Есть в Ленинградской области, недалеко от Гатчины, большое село Даймище. Здесь каждое утро по деревенской улице размеренно, неторопливо идет к автобусной остановке мужчина средних лет. Скромный штатский пиджак как бы подчеркивает аккуратно выглаженную зеленую форменную рубашку офицера. Под светлой кепкой — в широком разлете черные крылья бровей, внимательный взгляд синих глаз.

Подходит автобус, и мужчина едет в Гатчину. Там, у проходной автохозяйства, ему улыбается кто-нибудь из приятелей-шоферов.

— Павел Васильевич, приветствую! Посмотрел бы ты сегодня мотор в моем автобусе, подлечить надо…

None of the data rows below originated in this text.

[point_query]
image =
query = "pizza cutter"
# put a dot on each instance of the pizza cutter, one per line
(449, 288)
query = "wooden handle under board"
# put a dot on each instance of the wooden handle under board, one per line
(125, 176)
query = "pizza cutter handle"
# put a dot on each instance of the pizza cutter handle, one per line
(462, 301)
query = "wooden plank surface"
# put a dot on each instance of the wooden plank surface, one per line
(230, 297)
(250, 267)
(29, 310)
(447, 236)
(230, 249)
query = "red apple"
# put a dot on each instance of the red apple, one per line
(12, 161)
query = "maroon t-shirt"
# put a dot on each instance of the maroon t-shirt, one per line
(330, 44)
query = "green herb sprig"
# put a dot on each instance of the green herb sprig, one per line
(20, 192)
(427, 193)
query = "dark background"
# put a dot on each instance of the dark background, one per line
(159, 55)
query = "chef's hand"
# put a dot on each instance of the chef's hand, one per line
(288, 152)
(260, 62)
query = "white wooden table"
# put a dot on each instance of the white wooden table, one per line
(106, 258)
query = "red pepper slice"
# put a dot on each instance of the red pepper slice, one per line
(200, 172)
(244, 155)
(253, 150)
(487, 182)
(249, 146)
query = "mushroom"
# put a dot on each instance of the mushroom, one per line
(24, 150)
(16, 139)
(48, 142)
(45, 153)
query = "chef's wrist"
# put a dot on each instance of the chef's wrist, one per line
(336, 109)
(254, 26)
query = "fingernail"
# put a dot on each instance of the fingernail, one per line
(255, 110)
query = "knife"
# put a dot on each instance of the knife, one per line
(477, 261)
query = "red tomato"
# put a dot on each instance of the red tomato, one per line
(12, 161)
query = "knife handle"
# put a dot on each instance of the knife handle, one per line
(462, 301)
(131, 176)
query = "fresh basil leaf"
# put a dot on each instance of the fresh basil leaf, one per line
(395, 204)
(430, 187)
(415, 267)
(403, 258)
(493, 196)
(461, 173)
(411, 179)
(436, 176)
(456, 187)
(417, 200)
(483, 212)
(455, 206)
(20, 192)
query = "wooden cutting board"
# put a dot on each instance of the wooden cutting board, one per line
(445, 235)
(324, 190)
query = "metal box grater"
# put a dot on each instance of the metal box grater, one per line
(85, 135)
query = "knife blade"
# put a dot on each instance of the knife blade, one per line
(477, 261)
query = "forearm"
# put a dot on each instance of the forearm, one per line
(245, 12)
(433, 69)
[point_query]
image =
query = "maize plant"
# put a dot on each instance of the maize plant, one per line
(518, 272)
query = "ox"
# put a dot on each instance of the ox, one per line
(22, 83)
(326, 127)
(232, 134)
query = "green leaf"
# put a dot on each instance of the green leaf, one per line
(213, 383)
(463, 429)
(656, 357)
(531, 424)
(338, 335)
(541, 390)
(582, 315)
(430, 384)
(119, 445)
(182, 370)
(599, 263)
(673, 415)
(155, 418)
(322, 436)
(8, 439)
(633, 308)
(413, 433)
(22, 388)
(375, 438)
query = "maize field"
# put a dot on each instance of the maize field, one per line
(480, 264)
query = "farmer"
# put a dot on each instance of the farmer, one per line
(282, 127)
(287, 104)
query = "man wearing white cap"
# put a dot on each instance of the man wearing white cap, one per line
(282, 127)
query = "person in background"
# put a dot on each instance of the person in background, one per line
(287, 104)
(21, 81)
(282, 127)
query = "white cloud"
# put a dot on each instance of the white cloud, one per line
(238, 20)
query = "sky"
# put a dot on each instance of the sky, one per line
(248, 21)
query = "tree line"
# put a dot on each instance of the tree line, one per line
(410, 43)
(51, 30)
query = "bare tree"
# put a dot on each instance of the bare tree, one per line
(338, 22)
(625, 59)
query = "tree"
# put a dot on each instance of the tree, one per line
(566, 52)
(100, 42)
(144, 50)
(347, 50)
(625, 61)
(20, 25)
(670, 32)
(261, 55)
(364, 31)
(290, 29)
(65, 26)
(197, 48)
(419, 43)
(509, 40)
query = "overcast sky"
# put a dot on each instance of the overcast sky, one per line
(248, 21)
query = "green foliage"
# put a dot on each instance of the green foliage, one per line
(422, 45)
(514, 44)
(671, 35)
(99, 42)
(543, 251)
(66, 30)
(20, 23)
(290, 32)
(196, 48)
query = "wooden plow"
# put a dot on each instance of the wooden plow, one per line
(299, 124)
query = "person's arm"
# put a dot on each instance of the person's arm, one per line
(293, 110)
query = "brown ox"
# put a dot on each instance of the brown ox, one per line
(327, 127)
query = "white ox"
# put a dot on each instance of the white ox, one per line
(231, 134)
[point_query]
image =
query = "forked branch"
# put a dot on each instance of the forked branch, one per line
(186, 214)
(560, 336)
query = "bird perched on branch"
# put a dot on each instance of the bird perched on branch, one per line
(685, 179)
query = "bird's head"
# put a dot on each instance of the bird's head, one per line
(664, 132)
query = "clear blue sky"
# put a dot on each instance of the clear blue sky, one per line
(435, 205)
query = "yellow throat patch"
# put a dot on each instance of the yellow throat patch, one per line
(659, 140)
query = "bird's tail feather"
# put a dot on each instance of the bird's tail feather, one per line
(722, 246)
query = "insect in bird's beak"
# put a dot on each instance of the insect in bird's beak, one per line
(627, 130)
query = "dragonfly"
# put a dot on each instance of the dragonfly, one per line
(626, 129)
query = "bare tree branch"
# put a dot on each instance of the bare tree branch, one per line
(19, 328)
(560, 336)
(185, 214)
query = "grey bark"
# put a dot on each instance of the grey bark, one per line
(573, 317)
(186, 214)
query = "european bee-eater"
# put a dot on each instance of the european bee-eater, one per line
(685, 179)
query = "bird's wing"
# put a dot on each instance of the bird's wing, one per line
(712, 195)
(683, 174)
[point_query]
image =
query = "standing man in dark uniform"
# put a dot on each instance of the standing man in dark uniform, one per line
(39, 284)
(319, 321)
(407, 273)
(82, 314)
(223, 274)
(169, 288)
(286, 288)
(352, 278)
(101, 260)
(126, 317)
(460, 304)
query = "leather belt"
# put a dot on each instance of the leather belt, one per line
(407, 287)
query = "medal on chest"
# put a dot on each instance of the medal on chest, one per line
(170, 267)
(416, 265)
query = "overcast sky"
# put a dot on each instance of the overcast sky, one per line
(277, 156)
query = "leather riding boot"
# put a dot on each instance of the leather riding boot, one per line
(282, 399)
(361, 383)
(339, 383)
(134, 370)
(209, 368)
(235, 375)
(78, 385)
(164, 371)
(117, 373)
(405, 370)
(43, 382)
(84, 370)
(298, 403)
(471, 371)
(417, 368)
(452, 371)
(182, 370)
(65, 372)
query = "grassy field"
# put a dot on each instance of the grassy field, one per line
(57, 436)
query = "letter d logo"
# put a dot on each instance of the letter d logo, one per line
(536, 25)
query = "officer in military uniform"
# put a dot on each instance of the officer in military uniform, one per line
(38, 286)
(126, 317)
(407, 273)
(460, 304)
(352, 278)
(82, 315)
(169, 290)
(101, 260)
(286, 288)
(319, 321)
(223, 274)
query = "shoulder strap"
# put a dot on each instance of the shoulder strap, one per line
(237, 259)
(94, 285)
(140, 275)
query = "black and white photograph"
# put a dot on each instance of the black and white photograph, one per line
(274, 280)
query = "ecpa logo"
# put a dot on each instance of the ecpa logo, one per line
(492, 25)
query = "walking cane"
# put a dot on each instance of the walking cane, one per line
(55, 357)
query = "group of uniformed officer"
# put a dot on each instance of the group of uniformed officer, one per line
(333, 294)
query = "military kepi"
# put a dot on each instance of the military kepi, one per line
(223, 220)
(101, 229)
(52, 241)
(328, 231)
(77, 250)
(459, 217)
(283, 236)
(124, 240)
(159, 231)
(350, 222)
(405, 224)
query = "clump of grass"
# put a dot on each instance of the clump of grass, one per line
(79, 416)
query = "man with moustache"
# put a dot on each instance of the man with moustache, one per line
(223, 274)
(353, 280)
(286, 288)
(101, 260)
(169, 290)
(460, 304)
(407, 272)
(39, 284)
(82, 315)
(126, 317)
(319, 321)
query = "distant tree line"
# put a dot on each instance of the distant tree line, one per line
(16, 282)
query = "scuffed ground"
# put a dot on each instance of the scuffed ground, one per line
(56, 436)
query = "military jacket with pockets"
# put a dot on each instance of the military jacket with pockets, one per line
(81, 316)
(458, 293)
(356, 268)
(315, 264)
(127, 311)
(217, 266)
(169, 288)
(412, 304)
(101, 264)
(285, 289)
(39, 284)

— Что ж, подлечим. Будет работать как новый — от и до. — И никому из товарищей невдомек, что рядом с ним работает человек, которого до сих пор в Чехословакии называют капитаном Фаустовым — боевой чекистской кличкой. Никому из них не известно, что, когда Ульев выступал перед трудящимися города Светла над Сазавой, из зала неслись возгласы:

— Фаусту ура! Ура капитану Фаустову!

Это были возгласы в честь скромного моториста из Гатчины. О нем подрывник-разведчик Алексей Белов как-то впоследствии сказал:

— Я выполнял несколько сложных заданий в тылу врага. За это получил ордена Ленина и Красного Знамени. Но самым лучшим, боевым и удачным заданием считаю работу в группе «Зарево» под командованием Павла Фаустова.

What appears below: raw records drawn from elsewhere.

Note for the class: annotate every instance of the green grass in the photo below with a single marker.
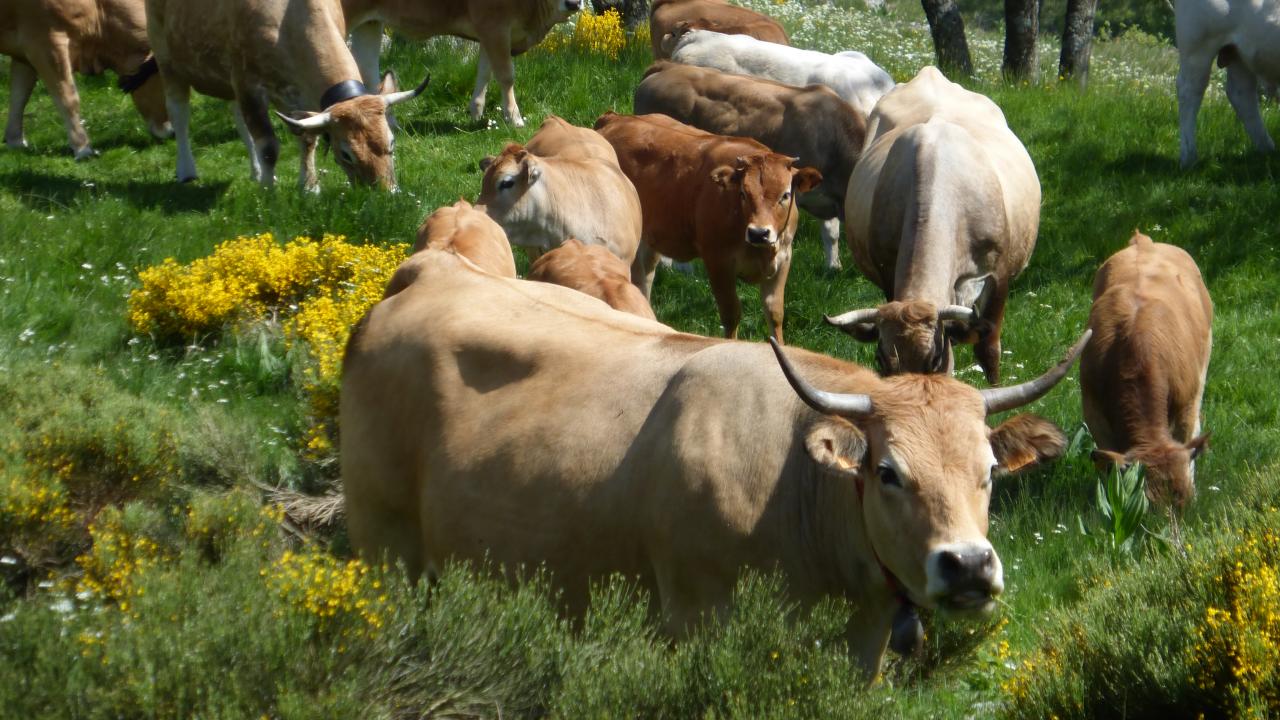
(208, 423)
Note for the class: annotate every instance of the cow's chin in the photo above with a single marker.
(968, 605)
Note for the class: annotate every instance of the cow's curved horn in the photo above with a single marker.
(853, 318)
(319, 121)
(958, 313)
(821, 400)
(397, 98)
(1000, 399)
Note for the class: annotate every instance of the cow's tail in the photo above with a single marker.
(132, 82)
(657, 67)
(1139, 240)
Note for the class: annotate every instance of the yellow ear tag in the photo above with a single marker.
(1019, 461)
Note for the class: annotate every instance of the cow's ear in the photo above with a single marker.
(805, 180)
(1024, 441)
(1105, 459)
(723, 176)
(1198, 446)
(837, 445)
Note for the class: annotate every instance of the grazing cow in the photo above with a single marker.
(1142, 376)
(471, 233)
(566, 182)
(850, 74)
(670, 17)
(673, 459)
(810, 123)
(503, 28)
(1244, 37)
(942, 213)
(53, 39)
(727, 200)
(593, 270)
(289, 53)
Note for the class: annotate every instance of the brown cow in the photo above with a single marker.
(566, 182)
(289, 53)
(53, 39)
(668, 17)
(502, 27)
(525, 424)
(812, 123)
(593, 270)
(1142, 376)
(727, 200)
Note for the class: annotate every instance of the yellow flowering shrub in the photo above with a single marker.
(1235, 657)
(336, 593)
(115, 559)
(594, 35)
(318, 290)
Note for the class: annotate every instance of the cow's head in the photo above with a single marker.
(913, 336)
(923, 458)
(359, 133)
(508, 178)
(1170, 468)
(767, 185)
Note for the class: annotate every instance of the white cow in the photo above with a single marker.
(850, 73)
(1244, 36)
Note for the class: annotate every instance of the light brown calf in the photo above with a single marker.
(1142, 376)
(53, 39)
(566, 182)
(503, 28)
(727, 200)
(667, 17)
(593, 270)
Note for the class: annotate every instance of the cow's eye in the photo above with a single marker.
(888, 475)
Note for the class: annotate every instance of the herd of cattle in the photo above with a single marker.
(554, 420)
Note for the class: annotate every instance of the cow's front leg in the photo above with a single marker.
(497, 49)
(177, 98)
(1242, 90)
(831, 242)
(22, 81)
(723, 281)
(54, 67)
(1192, 80)
(772, 295)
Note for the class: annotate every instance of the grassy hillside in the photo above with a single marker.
(146, 574)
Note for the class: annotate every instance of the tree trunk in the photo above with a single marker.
(1077, 41)
(1022, 26)
(632, 12)
(949, 41)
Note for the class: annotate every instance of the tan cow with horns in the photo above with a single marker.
(941, 213)
(502, 27)
(673, 459)
(53, 39)
(288, 53)
(1142, 377)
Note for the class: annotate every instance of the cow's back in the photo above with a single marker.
(451, 392)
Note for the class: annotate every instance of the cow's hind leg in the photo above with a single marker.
(178, 103)
(987, 349)
(22, 81)
(1242, 90)
(497, 49)
(831, 242)
(1193, 72)
(54, 67)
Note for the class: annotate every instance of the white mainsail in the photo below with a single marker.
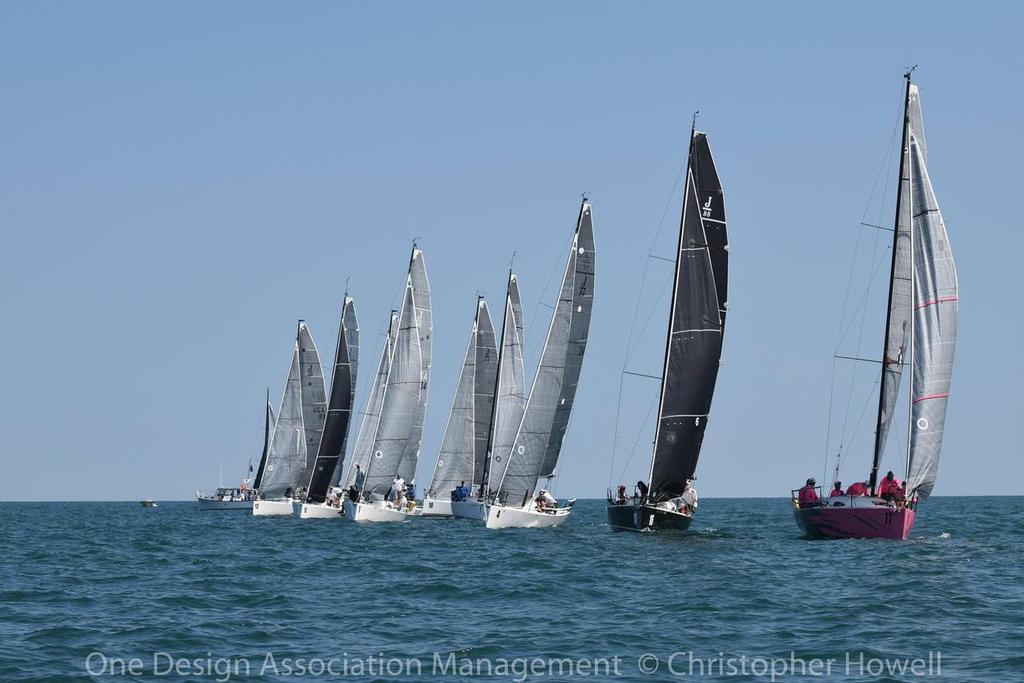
(458, 459)
(935, 313)
(395, 425)
(539, 441)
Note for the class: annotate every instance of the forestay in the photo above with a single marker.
(460, 455)
(395, 425)
(332, 445)
(510, 391)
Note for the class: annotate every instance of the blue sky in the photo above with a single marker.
(179, 182)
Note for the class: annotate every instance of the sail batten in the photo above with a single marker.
(693, 348)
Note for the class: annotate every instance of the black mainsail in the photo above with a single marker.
(267, 432)
(693, 349)
(339, 410)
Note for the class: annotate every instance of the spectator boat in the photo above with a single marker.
(921, 321)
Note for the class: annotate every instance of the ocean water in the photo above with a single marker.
(115, 592)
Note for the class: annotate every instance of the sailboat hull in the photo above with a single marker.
(870, 519)
(374, 512)
(321, 511)
(500, 516)
(631, 517)
(282, 508)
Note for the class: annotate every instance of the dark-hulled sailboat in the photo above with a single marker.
(921, 322)
(692, 354)
(321, 500)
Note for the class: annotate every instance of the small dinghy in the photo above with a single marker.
(921, 324)
(534, 453)
(323, 499)
(692, 355)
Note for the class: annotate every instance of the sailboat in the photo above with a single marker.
(922, 310)
(296, 433)
(323, 500)
(515, 501)
(391, 426)
(692, 353)
(240, 498)
(464, 446)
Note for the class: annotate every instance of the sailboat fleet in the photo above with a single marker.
(502, 443)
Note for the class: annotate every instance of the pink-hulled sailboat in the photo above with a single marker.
(921, 333)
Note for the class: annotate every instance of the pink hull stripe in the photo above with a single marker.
(930, 396)
(933, 301)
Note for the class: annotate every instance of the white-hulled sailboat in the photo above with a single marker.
(538, 443)
(242, 497)
(391, 427)
(464, 446)
(921, 321)
(296, 432)
(692, 354)
(323, 499)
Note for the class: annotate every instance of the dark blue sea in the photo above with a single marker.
(116, 592)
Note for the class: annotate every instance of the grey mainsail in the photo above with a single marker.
(395, 424)
(510, 388)
(351, 328)
(332, 445)
(539, 440)
(267, 433)
(313, 396)
(693, 350)
(286, 460)
(935, 312)
(424, 324)
(365, 438)
(458, 457)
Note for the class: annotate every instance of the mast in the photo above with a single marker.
(879, 444)
(498, 382)
(675, 294)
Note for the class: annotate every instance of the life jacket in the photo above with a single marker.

В дни, когда все прогрессивное человечество отмечало двадцатилетие победы над фашистской Германией, когда на чехословацкой земле плескалось ликование народа, в города на Чешско-Моравской высочине приехали те, кто здесь когда-то вел опасную, напряженную борьбу против фашистских захватчиков. Через двадцать лет встретились вновь здесь, на земле братьев, бывшие бойцы «Зарева» — Алексей Белов, Борис Жижко, Владимир Кадлец, Денис Кулеш, Юрий Ульев, Григорий Павловский, Владимир Самек, командир группы Павел Федоров-Фаустов.